There is an instruction called a drum in AD software. Here it is in DoMore; I would think Click would be similar, but who knows. All it does is trade @parky's several [if step=N and (step N complete) then step = {step + 10}] sequence transition rungs for a behemoth of an instruction.

It does save a few rungs for setting outputs.

It does not have the pass-fail logic, and I am assuming the input raw WX0 16-bit integer is pressure in dPSI, so it will not be any shorter than @parky's in the end.

There is a bug when the DoMore simulator starts, in that for some reason C3 seems to start with an initial value of 1, which jogs the Drum to Step 2. I have not been able to figure out why, so if anyone can give me a hint; I am loathe to think it's a bug in the simulator.

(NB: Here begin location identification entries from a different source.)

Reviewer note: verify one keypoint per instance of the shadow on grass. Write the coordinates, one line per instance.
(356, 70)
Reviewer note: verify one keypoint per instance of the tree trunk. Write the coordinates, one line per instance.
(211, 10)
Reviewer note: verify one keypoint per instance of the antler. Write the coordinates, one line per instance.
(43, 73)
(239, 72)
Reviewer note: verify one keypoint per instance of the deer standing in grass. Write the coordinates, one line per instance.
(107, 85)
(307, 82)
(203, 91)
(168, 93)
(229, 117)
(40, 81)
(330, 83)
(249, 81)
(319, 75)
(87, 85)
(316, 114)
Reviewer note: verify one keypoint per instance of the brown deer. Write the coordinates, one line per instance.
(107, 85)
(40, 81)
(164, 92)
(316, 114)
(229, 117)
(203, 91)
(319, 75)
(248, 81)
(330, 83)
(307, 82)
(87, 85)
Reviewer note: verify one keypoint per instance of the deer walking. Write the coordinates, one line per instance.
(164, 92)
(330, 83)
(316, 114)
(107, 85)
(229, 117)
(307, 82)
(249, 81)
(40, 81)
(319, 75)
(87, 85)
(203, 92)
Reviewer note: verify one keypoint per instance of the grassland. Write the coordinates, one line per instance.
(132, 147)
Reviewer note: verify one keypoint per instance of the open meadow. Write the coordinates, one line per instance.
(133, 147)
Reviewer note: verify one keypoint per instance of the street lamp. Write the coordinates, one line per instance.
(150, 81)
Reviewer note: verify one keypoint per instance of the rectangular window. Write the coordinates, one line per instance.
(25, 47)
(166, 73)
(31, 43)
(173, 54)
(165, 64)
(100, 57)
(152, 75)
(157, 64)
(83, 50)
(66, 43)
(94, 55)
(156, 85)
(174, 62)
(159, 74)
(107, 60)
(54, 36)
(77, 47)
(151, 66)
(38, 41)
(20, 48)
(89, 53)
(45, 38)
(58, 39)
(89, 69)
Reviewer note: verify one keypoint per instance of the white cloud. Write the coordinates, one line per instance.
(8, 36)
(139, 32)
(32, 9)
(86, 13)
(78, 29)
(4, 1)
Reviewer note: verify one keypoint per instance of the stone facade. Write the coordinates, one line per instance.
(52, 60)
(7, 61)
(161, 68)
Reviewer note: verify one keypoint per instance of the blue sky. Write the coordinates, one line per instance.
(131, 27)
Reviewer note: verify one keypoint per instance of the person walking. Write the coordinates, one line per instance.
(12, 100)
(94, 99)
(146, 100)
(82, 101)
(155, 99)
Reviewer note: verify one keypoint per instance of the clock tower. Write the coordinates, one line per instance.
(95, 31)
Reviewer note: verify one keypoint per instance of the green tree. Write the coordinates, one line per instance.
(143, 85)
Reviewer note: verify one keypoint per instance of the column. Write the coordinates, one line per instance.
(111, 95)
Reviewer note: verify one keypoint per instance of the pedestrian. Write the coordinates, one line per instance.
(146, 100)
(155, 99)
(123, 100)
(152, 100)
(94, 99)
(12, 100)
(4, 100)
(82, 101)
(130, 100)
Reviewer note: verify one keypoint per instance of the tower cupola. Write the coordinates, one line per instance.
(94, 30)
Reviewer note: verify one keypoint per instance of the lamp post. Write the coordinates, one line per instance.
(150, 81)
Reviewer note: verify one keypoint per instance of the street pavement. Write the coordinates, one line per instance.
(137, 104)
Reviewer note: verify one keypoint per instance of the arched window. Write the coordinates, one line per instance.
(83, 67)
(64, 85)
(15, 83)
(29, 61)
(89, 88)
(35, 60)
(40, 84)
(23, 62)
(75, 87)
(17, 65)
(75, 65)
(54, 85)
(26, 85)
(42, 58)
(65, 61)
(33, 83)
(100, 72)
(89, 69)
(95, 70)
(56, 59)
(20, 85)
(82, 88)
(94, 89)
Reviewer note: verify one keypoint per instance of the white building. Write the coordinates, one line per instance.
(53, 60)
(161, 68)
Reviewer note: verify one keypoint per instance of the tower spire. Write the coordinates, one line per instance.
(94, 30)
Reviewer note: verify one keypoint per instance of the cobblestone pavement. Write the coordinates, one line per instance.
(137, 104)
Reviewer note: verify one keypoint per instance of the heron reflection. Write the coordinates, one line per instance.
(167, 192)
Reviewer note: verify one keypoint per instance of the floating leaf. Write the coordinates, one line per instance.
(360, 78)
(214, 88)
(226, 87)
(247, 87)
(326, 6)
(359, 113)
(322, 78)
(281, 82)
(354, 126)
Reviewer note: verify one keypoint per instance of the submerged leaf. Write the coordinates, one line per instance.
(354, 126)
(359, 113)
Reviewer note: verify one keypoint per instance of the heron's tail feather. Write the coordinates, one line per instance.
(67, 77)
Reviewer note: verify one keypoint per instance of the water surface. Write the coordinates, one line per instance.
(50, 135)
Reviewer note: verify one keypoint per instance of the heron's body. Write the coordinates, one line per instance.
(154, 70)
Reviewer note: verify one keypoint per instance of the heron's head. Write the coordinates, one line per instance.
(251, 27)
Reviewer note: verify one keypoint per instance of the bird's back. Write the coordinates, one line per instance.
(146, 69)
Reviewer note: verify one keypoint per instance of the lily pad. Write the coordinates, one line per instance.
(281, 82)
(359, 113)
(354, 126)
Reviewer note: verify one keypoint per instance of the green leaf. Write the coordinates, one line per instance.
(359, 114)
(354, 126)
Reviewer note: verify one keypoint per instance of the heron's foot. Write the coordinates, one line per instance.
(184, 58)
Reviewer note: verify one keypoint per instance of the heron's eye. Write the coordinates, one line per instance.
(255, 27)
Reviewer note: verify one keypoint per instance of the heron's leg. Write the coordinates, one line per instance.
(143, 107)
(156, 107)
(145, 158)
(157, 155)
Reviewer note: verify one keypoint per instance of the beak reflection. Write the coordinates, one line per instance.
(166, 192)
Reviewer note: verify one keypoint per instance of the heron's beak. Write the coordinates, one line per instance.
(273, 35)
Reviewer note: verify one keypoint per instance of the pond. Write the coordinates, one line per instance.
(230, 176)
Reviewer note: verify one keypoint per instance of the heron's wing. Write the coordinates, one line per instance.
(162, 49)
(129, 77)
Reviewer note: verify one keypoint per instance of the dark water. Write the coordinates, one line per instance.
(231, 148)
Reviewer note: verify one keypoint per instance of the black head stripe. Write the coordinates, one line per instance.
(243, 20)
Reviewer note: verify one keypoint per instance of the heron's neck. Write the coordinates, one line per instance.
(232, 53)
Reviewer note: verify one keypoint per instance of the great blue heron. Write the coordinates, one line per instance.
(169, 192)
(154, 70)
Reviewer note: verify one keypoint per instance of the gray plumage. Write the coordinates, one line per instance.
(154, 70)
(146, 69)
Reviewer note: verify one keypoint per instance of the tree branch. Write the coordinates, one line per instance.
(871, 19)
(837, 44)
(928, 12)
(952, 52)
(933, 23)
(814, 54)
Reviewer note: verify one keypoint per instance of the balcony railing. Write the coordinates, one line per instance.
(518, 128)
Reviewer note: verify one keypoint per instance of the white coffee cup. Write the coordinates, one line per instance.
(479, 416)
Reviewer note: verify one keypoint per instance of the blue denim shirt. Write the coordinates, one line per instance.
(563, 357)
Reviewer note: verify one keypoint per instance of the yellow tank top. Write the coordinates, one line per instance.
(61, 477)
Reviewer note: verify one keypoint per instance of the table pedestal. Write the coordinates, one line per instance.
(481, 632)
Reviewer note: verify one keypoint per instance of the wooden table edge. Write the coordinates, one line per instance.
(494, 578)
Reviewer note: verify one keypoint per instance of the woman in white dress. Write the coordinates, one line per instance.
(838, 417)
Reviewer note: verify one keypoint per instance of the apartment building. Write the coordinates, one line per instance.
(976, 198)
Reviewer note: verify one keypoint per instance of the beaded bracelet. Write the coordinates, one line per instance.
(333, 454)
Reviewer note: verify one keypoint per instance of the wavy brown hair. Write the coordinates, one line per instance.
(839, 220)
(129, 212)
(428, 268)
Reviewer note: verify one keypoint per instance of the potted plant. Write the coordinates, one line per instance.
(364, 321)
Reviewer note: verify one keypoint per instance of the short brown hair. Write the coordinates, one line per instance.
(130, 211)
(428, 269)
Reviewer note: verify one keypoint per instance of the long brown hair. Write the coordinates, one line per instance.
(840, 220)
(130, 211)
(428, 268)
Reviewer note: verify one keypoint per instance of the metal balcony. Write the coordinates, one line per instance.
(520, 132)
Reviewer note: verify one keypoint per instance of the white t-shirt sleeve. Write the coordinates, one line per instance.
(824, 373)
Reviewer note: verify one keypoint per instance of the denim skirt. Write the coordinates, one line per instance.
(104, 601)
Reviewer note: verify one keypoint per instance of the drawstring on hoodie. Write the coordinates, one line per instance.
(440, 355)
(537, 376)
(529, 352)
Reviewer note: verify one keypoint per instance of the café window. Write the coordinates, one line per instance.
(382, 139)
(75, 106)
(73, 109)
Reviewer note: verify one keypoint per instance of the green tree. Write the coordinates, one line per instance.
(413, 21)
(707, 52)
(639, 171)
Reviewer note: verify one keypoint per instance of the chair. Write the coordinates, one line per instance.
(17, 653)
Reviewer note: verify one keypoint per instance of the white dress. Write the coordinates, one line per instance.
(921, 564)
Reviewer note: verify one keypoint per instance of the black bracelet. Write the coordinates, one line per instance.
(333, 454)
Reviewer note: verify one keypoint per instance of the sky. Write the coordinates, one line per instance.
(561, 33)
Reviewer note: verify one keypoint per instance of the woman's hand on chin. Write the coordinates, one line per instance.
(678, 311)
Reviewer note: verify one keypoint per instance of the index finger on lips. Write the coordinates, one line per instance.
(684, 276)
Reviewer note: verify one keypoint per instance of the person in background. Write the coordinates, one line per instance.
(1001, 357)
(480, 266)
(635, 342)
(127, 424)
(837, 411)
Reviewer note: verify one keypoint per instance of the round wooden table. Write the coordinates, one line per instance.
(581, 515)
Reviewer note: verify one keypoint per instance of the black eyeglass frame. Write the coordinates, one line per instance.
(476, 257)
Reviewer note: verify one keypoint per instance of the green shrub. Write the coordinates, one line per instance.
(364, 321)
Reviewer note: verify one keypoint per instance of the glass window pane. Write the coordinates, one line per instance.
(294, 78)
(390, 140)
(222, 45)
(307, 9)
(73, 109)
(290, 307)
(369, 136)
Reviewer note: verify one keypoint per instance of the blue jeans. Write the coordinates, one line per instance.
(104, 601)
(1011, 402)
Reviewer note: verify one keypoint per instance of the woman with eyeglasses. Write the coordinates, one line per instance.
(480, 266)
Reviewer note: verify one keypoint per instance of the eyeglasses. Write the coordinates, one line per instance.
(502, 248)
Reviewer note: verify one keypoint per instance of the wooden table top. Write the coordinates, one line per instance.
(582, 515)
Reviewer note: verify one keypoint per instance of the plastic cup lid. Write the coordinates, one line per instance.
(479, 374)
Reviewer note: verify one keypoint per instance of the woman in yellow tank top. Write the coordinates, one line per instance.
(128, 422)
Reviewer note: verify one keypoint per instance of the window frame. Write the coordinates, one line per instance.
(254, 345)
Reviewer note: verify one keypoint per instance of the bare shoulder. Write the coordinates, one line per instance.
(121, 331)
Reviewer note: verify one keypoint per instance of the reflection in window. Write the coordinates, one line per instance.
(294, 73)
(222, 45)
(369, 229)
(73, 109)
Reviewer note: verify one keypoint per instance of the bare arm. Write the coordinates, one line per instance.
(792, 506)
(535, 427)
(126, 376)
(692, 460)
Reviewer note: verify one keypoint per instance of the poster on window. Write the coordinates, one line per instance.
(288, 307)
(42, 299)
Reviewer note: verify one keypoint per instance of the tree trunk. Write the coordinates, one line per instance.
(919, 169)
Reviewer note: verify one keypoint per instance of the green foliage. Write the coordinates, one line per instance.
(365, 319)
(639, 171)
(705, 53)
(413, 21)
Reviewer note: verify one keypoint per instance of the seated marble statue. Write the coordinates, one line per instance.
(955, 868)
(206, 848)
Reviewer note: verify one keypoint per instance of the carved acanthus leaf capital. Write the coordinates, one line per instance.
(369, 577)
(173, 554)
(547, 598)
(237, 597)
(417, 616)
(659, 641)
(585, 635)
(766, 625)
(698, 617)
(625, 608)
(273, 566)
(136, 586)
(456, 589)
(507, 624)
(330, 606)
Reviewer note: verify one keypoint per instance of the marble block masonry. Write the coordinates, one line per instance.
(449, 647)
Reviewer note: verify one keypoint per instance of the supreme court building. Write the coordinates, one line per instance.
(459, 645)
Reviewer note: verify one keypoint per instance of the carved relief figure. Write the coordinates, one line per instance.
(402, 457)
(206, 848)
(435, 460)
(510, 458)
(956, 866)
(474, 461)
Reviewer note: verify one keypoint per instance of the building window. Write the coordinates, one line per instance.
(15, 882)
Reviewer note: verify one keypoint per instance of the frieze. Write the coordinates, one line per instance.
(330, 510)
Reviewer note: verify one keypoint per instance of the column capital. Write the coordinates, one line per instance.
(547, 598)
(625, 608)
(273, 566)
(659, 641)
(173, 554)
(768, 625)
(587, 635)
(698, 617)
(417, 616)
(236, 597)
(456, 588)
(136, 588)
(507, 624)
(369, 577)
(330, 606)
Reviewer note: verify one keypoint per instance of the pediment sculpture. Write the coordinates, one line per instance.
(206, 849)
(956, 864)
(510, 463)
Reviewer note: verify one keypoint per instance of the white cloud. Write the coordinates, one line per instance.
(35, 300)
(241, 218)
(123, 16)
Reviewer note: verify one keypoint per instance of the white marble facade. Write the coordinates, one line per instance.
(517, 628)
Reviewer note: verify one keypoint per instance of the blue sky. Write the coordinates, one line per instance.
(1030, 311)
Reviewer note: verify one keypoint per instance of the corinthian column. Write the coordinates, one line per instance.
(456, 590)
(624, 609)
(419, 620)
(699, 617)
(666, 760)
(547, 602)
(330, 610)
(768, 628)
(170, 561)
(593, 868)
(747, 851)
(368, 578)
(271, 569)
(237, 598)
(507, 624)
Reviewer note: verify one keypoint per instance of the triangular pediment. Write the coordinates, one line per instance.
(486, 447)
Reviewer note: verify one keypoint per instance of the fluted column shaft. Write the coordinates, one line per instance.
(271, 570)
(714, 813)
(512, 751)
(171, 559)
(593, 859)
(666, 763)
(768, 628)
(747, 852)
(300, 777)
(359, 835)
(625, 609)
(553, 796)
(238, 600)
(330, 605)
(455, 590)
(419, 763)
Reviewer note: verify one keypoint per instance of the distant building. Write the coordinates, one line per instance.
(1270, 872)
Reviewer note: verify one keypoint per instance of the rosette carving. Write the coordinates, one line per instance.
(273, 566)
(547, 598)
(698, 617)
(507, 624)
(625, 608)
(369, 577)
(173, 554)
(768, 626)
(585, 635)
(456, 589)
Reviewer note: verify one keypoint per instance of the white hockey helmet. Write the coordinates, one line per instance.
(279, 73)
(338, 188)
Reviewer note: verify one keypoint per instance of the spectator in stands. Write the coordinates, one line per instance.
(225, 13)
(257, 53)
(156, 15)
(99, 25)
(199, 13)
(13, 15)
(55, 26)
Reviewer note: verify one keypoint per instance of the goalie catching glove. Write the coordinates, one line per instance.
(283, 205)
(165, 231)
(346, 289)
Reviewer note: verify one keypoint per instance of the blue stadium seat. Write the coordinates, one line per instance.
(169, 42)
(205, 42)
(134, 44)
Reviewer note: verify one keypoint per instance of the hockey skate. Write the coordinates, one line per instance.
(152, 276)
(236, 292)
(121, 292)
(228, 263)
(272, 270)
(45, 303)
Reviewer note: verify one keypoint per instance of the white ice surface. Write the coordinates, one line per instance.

But once the drum either completes a cycle or has been reset, then it runs as expected.
Just incase you are struggling, below is a pic of how to setup the analogs
On the left navigation pane select the tab for Function then click the I/O configuration & select Built in I/O
In the popup select input and at the bottom are the analog inputs, select 4-20ma for both channels, change the scaled range to what ever your transducer is, you do not have to change the pre-populated registers it defaults to DF1 & DF2 (they can be changed but why bother) these are floating point (real) registers, click on the output & do the same for the analog outputs I suggest the scaled range be 0-100.0 (for %) this is standard as if this was a PID fed it makes sense all it means is you are driving the I/P (4-20 ma) at 0-100% so when you send the flow setpoint to the I/P (motor).
just so you know.
X are inputs
Y are outputs
C are internal Bits to use in program
T are timers
CT are counters
DS are 16 bit registers (integers)
DD are 32 bit registers (long integers or double integers)
DH are 16bit hex registers
DF are floating point (32 bit) registers
SD are system data registers (used for information i.e coms status etc.
SC are system control bits, these contain things like always true bit one scan on start up, clock bits like 10ms clock, 10ms clock, 1 sec clock etc.
SC & SD have symbols already so tell you what they are.
If you click on the address picker from the top menu (press home button first) it brings up a popup where you can edit the symbols (descriptions)of what all the I/O, registers etc. you are using are.

Clck PLC config.jpg
Most PLCs can be programmed using a standard computer and PLC programming software. The International Electrical Code's IEC 61131-3 standard defines five languages for PLC programming.
I was able to workaround my DoMore bug by adding a Run input (X2) that resets the drum whenever it is off, so even though C3 comes on for some reason when the simulator starts, it is reset in the drum.
Yeah, used a drum sequencer on another platform did not like it limited steps, on that one could not step back & TBH it took more processor time than rolling your own, but that is probably because of the different functions.
The only other one I came across was in Siemens S5, it was a sort of drum sequencer it was not built in but a add on function, I managed to open it up & look at the MC5 code, again it was quite large the engineers at that site hated it as they did not understand it, found it difficult to follow Mitsubishi have SFC again step transition is hard to follow if you did not program it, most engineers I know hated it.
@drbitboy @parky Hello I am back from the weekend. Time to get to work. I will read all the things you guys posted. It seems like you guys really want to help, I really appreciate it. I will do some more learning from what you recommend and also the codes you posted. I have skimmed through them, and it all makes sense to me so hopefully I can get something out of this week. I am planning to learn more about the electrical side of the PLC. If I don't know how everything connects then how will I know what PLC to get, so that's why I will focus on that. Also, I will give you my parts list I made already if you two want to skim over it.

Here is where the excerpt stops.